Me-Mo: Pushing the Limits of Visual Storytelling

February 19, 2015

By Alexandra Sarabia

The plethora of technology now available to communicate different forms of journalism, across a variety of platforms, has allowed journalists more freedom in their storytelling process. This is the driving force behind Me-Mo, a new multimedia magazine created by award-winning freelance photojournalists, Manu Brabo and Fabio Bucciarelli, in partnership with web-developing group, Libre.

(l-r) Matteo Dispenza, Manu Brabo, Fabio Bucciarelli and Paul Lowe

On Tuesday 17 February, Brabo and Bucciarelli, along with Libre president Matteo Dispenza, convened at the Frontline Club to discuss the genesis of Me-Mo and to share their thoughts on the future of visual storytelling. The two photojournalists also presented their work on the Libyan revolution, which is featured in the magazine’s recently released first issue. The event was chaired by Paul Lowe, course director of the Masters Programme in Photojournalism & Documentary Photography at London College of Communication, University of the Arts London.

The difficulties faced by freelancers when looking for viable ways to publish their work was a main source of inspiration for the founders of Me-Mo. This was especially evident during the Libyan War in 2011, when Bucciarelli and Brabo both worked as freelance photographers for various major news outlets. After their return from Libya, the two photojournalists continued to work in conflict areas and began to brainstorm and collaborate with other freelance journalists in order to develop the Me-Mo concept.

Brabo emphasised the necessity of collaboration and solidarity amongst freelancers, saying: “We are out there alone. If we don’t have each other, what do we have? We have nothing. In the end, through this sense of humanity and solidarity, you start to create links and you realise you have the same idea as another guy.”

“We are trying to create a space for all these kinds of people, people that we know, who have been working in Syria, in Libya for too long.”

Bucciarelli and Brabo hope that the magazine will become an innovative platform for freelancers who want to maintain creative control over their material in the commercialised world of news journalism. They want their contributors to fully utilise the capabilities of digital technology and to build a dynamic interaction with their subscribers. Bucciarelli said: “What we are trying to do is use the digital way… not only using picture or video, but also 360 pictures, paralysis effect, 360 video, infographics… A new platform for freelancers using the digital way.”

Each issue of Me-Mo will concentrate on a central theme, the first issue focused on fear, and will be published four times a year. A single issue can be bought for €10, and a year-long subscription is priced at €25. On this subject, Dispenza commented: “We decided to work on quality and not quantity.”
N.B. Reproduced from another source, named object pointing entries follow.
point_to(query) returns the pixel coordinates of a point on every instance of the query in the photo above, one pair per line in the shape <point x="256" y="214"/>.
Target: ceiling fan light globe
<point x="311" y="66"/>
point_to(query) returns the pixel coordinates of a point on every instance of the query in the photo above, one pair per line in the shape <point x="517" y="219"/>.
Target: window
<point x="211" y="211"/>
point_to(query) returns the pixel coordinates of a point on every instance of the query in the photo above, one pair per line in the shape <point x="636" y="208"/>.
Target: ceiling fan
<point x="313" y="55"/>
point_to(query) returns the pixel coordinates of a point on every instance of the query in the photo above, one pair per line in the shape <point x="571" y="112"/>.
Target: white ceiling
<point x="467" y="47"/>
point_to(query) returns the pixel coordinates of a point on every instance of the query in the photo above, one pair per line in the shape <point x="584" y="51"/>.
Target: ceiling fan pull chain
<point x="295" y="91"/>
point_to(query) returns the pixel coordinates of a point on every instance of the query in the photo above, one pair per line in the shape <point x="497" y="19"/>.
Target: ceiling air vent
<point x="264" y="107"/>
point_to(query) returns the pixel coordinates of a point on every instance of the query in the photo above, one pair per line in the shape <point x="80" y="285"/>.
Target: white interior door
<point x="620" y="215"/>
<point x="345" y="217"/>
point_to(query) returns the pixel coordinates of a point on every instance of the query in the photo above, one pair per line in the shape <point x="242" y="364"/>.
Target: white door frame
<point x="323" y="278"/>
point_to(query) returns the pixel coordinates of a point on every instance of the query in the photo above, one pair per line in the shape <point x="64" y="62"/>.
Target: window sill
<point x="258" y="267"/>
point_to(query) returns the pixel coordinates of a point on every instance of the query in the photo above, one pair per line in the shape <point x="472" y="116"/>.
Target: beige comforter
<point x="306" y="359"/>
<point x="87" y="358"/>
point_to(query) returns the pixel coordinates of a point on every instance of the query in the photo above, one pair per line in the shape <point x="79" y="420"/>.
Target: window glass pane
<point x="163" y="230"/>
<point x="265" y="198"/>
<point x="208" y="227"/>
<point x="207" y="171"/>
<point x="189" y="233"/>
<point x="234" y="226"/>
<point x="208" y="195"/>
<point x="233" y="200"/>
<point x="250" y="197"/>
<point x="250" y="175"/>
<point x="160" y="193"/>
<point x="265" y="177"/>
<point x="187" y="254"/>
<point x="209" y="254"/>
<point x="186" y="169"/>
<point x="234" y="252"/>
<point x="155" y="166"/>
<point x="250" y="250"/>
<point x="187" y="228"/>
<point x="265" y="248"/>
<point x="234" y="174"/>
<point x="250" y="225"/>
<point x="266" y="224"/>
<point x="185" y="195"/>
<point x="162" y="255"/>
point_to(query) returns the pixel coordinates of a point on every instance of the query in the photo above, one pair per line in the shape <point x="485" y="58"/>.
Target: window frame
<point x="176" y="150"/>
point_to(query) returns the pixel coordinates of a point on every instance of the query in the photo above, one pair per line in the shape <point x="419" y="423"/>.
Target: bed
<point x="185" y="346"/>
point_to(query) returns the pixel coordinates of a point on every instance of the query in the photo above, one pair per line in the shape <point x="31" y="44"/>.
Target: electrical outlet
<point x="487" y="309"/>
An audience member enquired as to whether Me-Mo would accept submissions exclusively from photojournalists, or if they would be open to stories presented through other journalistic mediums. The panelists agreed that high quality content was Me-Mo’s ultimate goal.

Dispenza said, “It’s more about the ideas and not about one kind of media. Me-Mo is really open to every kind of good idea because we are not a big publisher and we are really free to do the best things we can choose together. It’s really about the ideas.”